DHS: Fiscal Year 2017 Entry/Exit Overstay Report (or Overstay Report). Visa Overstay Reports
It has long been well-known that substantial part of the nation’s undocumented population is composed of visa overstays, which combined with noncitizens who entered without inspection comprise the 11 million undocumented persons in the United States. On August 7, the Department of Homeland Security (DHS) released the Fiscal Year 2017 Entry/Exit Overstay Report (or Overstay Report). Visa Overstay Reports have been requested by Congress in recent fiscal years as a means to encourage development of a barometric Port of Entry visa checking system and to report on overstays that were identified as problematic in connection with the Sept. 11, 2001, attacks in the United States.
DHS has determined that there were 52,656,022 in-scope nonimmigrant admissions to the United States through air or sea POEs with expected departures occurring in FY 2017; the in-scope admissions represent the vast majority of all air and sea nonimmigrant admissions. Of this number, DHS calculated a total overstay rate of 1.33 percent, or 701,900 overstay events. Overall, the overstay rate seems relatively low.
The report also breaks down the overstay rates further to provide a better picture of those overstays who remain in the United States beyond their period of admission and for whom there is no identifiable evidence of a departure, an extension of period of admission, or transition to another immigration status. At the end of FY 2017, there were 606,926 Suspected In-Country Overstays.
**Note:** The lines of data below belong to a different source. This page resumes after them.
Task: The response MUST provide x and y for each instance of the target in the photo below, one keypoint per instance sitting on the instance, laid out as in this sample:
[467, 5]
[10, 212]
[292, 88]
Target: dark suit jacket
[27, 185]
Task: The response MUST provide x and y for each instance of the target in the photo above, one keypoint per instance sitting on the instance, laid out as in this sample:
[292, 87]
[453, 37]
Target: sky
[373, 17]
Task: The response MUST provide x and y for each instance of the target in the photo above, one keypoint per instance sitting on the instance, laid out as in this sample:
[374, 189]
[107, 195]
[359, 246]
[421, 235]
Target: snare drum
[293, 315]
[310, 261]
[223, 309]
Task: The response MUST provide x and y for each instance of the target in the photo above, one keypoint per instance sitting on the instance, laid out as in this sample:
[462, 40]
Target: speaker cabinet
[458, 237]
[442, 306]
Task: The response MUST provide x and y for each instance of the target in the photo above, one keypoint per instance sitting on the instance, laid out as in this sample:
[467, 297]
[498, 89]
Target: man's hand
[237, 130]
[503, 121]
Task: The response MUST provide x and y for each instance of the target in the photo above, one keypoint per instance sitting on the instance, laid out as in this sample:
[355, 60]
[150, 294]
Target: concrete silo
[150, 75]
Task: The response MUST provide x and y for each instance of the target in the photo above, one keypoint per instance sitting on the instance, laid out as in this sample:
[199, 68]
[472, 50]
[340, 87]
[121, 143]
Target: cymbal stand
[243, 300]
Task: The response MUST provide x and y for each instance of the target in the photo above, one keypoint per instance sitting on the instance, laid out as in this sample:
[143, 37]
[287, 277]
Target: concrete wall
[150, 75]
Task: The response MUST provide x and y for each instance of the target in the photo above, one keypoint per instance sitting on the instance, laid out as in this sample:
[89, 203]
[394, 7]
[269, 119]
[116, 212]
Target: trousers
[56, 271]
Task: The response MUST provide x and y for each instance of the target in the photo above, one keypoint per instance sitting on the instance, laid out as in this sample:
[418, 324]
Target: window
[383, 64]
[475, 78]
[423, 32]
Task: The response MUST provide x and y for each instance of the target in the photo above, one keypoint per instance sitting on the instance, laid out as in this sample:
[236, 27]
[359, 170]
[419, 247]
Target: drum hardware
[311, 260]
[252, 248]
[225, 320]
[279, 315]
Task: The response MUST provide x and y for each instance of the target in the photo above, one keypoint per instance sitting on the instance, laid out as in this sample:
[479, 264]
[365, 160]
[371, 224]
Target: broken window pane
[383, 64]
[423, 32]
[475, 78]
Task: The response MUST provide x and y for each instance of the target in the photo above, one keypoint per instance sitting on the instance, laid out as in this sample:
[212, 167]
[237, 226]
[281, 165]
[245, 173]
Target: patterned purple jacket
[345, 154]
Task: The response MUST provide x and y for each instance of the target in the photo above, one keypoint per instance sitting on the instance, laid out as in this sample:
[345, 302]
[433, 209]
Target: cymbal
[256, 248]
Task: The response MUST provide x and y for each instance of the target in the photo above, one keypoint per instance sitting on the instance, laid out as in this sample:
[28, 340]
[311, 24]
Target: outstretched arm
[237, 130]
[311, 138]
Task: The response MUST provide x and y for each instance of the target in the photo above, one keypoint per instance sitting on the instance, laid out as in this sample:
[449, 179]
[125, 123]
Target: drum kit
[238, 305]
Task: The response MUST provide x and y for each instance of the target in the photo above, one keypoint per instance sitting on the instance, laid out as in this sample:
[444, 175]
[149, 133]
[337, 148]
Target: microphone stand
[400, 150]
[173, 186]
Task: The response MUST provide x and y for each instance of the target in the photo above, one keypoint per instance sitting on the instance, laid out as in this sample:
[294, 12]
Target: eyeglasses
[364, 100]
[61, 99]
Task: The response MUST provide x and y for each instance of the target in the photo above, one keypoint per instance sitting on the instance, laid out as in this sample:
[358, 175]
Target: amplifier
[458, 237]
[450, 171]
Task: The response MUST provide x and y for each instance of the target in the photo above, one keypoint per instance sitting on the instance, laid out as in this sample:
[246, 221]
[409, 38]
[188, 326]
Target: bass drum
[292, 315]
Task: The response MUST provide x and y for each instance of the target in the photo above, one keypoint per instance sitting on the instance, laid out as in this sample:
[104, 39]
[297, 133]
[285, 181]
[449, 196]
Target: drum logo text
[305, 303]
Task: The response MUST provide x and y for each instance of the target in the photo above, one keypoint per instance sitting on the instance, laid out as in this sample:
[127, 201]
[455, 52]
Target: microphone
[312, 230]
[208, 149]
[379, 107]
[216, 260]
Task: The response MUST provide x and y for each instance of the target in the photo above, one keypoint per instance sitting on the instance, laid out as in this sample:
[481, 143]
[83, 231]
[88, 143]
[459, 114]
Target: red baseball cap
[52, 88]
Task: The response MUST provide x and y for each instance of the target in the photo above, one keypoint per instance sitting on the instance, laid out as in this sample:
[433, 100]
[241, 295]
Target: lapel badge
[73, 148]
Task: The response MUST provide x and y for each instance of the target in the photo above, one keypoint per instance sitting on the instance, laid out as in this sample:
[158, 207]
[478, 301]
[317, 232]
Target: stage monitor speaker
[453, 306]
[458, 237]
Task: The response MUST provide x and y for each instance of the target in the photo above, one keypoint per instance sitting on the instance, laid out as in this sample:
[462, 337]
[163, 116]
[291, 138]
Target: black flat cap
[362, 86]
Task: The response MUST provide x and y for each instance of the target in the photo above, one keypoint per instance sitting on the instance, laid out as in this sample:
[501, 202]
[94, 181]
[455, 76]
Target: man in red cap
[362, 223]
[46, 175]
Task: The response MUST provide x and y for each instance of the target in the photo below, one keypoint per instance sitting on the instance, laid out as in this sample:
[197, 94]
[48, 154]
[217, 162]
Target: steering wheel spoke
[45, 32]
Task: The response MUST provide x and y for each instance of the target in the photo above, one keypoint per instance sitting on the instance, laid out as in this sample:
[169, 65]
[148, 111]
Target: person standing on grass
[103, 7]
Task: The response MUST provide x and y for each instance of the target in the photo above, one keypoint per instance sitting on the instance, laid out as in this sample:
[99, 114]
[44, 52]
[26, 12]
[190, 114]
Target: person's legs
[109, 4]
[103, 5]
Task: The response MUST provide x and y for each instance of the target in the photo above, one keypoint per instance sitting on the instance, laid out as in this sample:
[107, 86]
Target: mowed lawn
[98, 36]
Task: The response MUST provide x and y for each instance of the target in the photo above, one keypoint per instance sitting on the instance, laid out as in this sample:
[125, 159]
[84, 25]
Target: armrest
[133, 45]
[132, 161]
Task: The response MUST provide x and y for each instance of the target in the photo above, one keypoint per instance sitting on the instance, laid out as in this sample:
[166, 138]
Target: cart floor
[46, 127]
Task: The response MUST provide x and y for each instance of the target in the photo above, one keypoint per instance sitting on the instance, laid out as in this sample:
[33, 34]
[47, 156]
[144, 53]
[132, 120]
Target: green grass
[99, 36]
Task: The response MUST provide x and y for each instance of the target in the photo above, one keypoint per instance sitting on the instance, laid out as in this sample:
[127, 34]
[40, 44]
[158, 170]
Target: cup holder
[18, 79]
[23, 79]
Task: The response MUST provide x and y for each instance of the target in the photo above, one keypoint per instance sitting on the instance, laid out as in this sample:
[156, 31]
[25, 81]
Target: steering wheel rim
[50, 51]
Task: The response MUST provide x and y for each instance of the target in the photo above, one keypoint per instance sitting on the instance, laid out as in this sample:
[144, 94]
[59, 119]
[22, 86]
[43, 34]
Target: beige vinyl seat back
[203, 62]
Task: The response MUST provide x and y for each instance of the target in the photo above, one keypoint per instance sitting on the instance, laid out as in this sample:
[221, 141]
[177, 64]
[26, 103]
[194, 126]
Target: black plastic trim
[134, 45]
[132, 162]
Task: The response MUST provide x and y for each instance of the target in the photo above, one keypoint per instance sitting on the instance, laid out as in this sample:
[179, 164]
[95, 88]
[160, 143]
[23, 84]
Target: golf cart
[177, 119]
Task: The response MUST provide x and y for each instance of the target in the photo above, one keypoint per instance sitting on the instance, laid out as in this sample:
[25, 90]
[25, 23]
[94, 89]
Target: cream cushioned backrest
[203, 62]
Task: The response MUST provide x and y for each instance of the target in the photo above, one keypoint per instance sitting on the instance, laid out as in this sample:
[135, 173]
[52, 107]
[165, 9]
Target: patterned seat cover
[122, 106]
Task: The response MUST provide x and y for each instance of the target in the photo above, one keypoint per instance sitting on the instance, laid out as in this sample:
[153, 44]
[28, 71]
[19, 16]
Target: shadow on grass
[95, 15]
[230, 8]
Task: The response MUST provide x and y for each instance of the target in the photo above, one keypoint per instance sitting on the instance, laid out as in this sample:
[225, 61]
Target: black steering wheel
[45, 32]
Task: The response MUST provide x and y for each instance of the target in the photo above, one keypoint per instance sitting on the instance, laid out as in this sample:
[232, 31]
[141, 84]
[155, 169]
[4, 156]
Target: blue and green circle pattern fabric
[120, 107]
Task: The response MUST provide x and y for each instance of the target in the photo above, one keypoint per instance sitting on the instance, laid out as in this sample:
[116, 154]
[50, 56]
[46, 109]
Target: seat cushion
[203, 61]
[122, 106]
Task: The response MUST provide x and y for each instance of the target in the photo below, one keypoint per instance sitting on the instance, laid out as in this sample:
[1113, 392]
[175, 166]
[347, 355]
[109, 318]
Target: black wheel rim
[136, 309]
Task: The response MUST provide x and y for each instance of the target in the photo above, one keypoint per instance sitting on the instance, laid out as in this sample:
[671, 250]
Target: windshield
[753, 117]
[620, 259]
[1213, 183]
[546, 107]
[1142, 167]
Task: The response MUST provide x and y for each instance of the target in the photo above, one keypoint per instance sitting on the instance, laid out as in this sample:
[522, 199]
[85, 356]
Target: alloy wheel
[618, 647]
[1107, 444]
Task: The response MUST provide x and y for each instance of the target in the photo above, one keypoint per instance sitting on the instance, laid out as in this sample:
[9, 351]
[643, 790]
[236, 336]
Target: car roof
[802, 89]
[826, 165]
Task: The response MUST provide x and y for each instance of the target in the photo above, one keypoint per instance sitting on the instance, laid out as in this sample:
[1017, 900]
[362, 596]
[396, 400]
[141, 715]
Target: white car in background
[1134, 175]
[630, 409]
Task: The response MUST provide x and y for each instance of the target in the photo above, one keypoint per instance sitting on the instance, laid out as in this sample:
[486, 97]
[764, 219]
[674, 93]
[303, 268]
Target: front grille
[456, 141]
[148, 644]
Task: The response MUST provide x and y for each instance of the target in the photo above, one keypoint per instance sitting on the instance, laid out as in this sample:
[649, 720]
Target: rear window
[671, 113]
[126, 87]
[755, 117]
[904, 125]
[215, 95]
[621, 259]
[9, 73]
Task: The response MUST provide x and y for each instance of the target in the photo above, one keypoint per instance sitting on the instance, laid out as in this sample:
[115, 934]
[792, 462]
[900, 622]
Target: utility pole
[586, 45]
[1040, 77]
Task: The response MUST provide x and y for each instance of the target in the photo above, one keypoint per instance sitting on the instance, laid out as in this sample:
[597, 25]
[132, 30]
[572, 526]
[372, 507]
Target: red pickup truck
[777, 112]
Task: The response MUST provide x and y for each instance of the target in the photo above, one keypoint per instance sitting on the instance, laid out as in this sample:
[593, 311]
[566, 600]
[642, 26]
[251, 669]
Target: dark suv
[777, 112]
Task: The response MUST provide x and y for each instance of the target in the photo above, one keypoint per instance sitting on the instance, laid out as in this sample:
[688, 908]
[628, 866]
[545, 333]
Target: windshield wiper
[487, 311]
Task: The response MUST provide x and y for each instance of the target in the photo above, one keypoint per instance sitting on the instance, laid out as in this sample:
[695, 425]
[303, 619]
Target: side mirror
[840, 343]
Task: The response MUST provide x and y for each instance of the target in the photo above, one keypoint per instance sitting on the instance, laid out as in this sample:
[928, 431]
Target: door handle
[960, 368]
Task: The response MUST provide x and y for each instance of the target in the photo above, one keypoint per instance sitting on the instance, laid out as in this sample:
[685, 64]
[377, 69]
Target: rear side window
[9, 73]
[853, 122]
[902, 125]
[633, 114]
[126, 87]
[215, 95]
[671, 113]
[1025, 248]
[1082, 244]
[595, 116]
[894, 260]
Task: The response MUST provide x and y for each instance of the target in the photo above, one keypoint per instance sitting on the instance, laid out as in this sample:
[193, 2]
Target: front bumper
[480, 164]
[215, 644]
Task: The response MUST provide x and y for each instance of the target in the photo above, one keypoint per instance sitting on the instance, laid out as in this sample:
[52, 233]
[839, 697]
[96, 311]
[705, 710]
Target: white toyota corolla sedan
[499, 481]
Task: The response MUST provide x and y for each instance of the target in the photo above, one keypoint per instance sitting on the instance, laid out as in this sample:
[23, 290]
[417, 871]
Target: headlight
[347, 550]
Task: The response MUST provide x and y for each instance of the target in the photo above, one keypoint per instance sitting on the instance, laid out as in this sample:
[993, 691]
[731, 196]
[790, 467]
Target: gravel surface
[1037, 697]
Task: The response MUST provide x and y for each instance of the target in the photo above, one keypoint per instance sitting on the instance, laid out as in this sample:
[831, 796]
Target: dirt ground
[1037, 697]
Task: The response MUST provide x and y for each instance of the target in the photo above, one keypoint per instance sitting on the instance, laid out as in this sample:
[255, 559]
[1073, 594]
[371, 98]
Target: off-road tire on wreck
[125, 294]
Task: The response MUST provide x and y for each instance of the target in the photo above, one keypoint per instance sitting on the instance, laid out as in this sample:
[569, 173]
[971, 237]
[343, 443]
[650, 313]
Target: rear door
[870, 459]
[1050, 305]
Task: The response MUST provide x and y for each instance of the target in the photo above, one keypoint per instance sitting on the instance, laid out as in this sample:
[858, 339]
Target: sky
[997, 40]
The overall Suspected In-Country Overstay rate was 1.15 percent of the expected departures.
The U.S. government is using a multifaceted approach to enforce overstay violations, including improving entry and exit data collection and reporting, notifying visitors of an impending expiration of their authorized period of admission, cancelling travel authorizations and visas for violators, recurrent vetting of many nonimmigrants, and apprehending overstays present in the United States.